Organization policy
Local policies give individual developers control over what their
sandboxes can access. Organization policy moves that control to the admin level:
rules defined in Admin Console apply to sandboxes across the organization,
either to every member or to specific teams. When organization governance is active, it replaces local sbx policy
rules entirely — local rules are no longer evaluated and can't be used to
supplement or override the organization policy.
Admins can manage organization policies through the Admin Console UI or programmatically using the Governance API.
NoteSandbox organization governance is available on a separate paid subscription. Contact Docker Sales to request access.
Create a policy
Manage policies under Admin Console, a section in the left-hand navigation of Docker Home. Network and filesystem policies are managed separately, under Network access and Filesystem access.
To create a policy:
- Sign in to Docker Home and select your organization.
- Select Admin Console, then AI governance.
- Select Network access or Filesystem access, then Create policy.
- Enter a Policy name.
- Set the Scope to Organization or Teams. If you select Teams, choose the teams the policy applies to. See Scope policies to teams.
- Select Add rule to add each rule. For rule syntax, see Policy concepts.
Existing policies are listed with their name, scope, rule count, and last update. Use the action menu (⋮) to edit or delete a policy.
Network policies
Configuring org-level network rules
A network rule takes a network target and an action (allow or deny). You can add multiple entries at once, one per line.
For the full syntax reference (exact hostnames, wildcard subdomains, port suffixes, and CIDR ranges), see Policy concepts.
When organization governance is active, local network rules are not evaluated.
The organization policy is the only policy in effect. sbx policy ls hides
these inactive local rules by default. See
Monitoring for how to list them and read
the rule view.
Filesystem policies
Filesystem policies control which host paths a sandbox can mount as workspaces. By default, sandboxes can mount any directory the user has access to.
Admins can restrict which paths are mountable with filesystem allow and deny rules. Each rule takes a path pattern and an action (allow or deny).
For path pattern syntax including the difference between * and **, see
Policy concepts.
Scope policies to teams
An organization can have more than one policy, and each policy applies either to the whole organization or to specific teams. Scoping lets you apply different rules to different parts of the organization.

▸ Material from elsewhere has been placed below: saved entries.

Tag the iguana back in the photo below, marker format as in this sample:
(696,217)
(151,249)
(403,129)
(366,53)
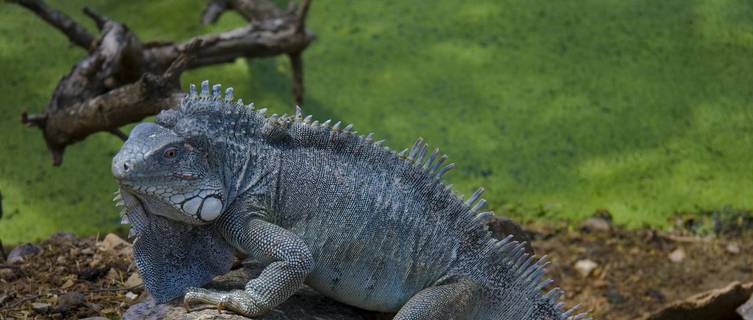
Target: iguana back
(371,227)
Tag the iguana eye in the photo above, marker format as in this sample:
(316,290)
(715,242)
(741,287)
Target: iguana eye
(170,153)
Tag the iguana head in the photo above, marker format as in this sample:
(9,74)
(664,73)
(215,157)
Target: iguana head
(170,175)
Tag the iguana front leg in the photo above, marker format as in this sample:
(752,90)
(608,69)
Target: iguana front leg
(290,259)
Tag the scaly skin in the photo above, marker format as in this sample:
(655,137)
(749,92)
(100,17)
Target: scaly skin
(321,206)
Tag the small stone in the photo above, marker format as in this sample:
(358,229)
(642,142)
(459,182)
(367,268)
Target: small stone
(614,297)
(40,307)
(585,267)
(112,274)
(71,299)
(63,236)
(134,280)
(69,283)
(115,244)
(733,248)
(7,274)
(18,253)
(677,255)
(746,310)
(130,296)
(595,225)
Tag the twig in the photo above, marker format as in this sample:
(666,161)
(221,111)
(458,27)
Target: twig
(113,289)
(75,32)
(120,134)
(212,11)
(686,239)
(297,65)
(99,19)
(301,23)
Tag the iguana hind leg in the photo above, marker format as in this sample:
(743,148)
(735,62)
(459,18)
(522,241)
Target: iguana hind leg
(290,259)
(446,301)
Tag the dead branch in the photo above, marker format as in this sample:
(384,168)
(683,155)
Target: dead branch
(123,80)
(75,32)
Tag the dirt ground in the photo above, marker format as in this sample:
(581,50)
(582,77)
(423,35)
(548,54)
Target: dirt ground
(632,272)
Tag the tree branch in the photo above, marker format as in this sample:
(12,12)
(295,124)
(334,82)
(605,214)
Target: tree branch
(122,80)
(297,63)
(75,32)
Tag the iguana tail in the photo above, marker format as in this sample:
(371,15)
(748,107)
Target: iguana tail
(511,284)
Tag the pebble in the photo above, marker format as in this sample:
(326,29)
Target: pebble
(595,224)
(746,310)
(71,299)
(69,283)
(115,244)
(677,255)
(585,267)
(40,307)
(134,280)
(18,253)
(130,296)
(733,248)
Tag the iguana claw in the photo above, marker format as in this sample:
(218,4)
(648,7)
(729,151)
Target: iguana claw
(238,300)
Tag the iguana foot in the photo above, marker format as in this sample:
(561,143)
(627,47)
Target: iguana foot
(238,301)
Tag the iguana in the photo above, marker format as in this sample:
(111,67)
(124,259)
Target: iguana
(320,205)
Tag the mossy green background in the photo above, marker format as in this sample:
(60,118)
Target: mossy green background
(558,108)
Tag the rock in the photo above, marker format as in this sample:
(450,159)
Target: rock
(67,284)
(8,274)
(306,304)
(677,255)
(595,224)
(18,253)
(585,267)
(717,304)
(614,297)
(130,296)
(63,237)
(733,248)
(116,244)
(746,310)
(134,280)
(40,307)
(71,300)
(501,227)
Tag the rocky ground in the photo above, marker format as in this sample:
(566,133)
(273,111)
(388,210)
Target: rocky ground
(614,272)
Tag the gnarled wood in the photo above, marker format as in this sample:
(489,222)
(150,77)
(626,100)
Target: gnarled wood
(122,80)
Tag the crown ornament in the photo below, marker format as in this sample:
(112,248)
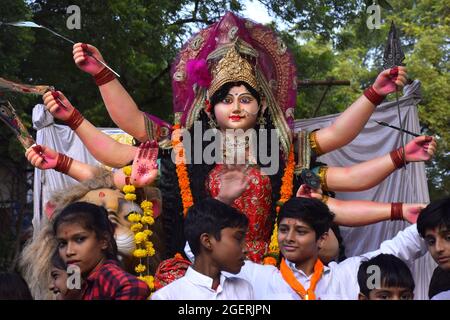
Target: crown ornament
(232,68)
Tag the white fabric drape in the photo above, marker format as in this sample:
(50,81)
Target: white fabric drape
(408,185)
(62,139)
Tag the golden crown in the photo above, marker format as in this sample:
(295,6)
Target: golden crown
(232,68)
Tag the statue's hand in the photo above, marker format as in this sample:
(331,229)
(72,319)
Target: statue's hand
(84,61)
(411,211)
(42,157)
(420,149)
(145,168)
(233,182)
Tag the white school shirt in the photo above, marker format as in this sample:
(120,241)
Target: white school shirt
(196,286)
(339,281)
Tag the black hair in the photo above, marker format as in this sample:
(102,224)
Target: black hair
(440,281)
(394,273)
(210,216)
(310,211)
(13,287)
(93,218)
(436,214)
(198,174)
(57,262)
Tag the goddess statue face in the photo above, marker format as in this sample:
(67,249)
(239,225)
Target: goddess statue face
(238,110)
(118,210)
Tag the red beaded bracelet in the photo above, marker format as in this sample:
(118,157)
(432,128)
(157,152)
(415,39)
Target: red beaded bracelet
(397,158)
(63,163)
(396,211)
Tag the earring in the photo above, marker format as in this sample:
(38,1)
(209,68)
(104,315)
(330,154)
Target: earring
(212,123)
(262,121)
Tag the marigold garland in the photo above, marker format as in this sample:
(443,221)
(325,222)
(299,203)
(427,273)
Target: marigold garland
(140,228)
(286,191)
(182,173)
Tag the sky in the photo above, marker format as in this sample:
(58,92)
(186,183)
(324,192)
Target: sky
(256,11)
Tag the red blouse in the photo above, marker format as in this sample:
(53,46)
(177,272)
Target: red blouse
(255,203)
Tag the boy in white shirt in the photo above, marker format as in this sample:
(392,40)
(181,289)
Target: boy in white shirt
(216,235)
(302,229)
(434,226)
(385,277)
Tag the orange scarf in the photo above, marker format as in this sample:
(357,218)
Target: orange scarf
(289,277)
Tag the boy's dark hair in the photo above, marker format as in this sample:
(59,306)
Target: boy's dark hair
(436,214)
(440,281)
(310,211)
(13,287)
(57,262)
(93,218)
(210,216)
(394,273)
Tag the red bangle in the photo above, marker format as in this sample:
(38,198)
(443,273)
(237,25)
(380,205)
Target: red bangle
(75,119)
(397,158)
(104,77)
(374,97)
(63,163)
(396,211)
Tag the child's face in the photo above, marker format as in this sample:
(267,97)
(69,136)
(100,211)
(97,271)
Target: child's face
(438,242)
(389,293)
(80,246)
(58,284)
(229,252)
(297,240)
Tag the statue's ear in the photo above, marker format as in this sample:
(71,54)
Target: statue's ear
(49,209)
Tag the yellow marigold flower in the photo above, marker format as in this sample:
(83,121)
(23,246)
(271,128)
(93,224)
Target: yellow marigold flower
(136,227)
(148,244)
(129,188)
(147,220)
(140,253)
(146,205)
(130,197)
(140,237)
(150,251)
(134,217)
(139,268)
(127,170)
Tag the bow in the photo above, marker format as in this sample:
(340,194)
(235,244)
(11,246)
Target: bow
(393,57)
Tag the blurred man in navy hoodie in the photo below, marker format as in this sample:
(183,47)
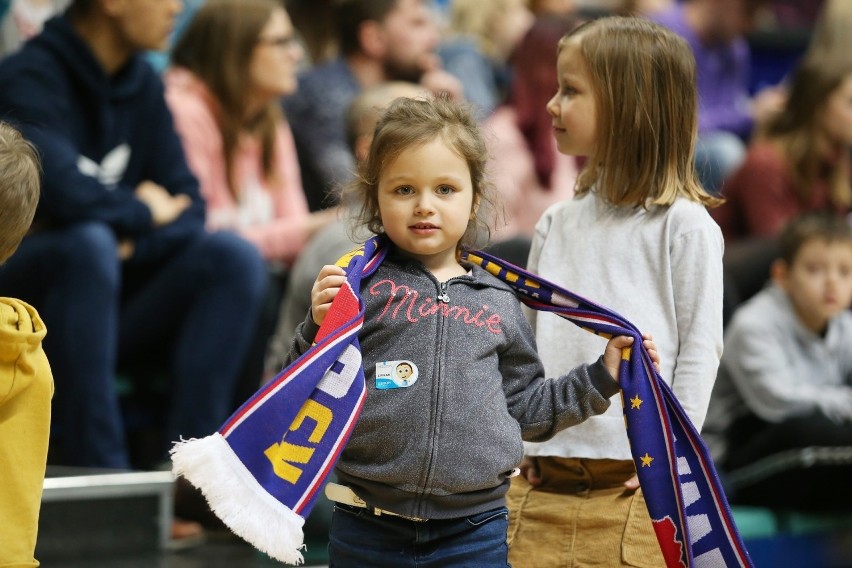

A policy's Scope controls who it applies to. Set it to Organization to apply the policy to every member, or to Teams to apply it only to members of the teams you select.
Before you start
Team scoping targets your organization's existing teams, so a team must exist before you can scope a policy to it. Create teams and manage their members in one of two ways:
- Manually, in the Admin Console.
- Automatically, by using group mapping to synchronize your identity provider's groups with the teams in your organization. Group mapping creates teams that don't already exist and keeps their membership in step with your IdP groups.
Because policies apply by team, a user's policies update automatically as their team membership changes, including changes synced from your IdP.
How org-wide and team-scoped policies combine
A user is governed by all of their effective policies at once — every org-wide policy, plus the team-scoped policies for the teams they belong to. The rules combine into a single evaluation in which deny always wins, so a team-scoped policy can grant access on top of the org-wide policies but can't loosen a restriction they impose. For the full evaluation model, see Rule evaluation.
This makes org-wide policies the natural home for guardrails that must hold everywhere. For example, an org-wide policy can deny a category of domains for all members, while a team-scoped policy grants a research team access to extra package mirrors. Research-team members get the extra access, but the org-wide deny still applies.
Precedence
When organization governance is active, local rules are not evaluated. Only organization rules set in the Admin Console determine what is allowed or denied, and they can't be supplemented or overridden from a developer's machine. The same applies to filesystem policies: organization rules replace local behavior entirely. For how a user's organization policies are evaluated together, see Policy concepts.
To unblock a domain when organization governance is active, update the rule in
the Admin Console or via the
API. Without
organization governance, remove the local rule with sbx policy rm.
Troubleshooting
Policy changes not taking effect
After updating organization policies in the Admin Console, changes take up
to 5 minutes to propagate to developer machines. To apply changes
immediately, users can run sbx policy reset, which stops the daemon and
forces it to pull the latest organization policies on the next sbx
command.
Warning
sbx policy resetdeletes all locally configured policy rules. The command prompts for confirmation before proceeding.
Sandbox cannot mount workspace
If a sandbox fails to mount with a mount policy denied error, verify that
the filesystem allow rule in the Admin Console uses ** rather than *. A
single * doesn't match across directory separators.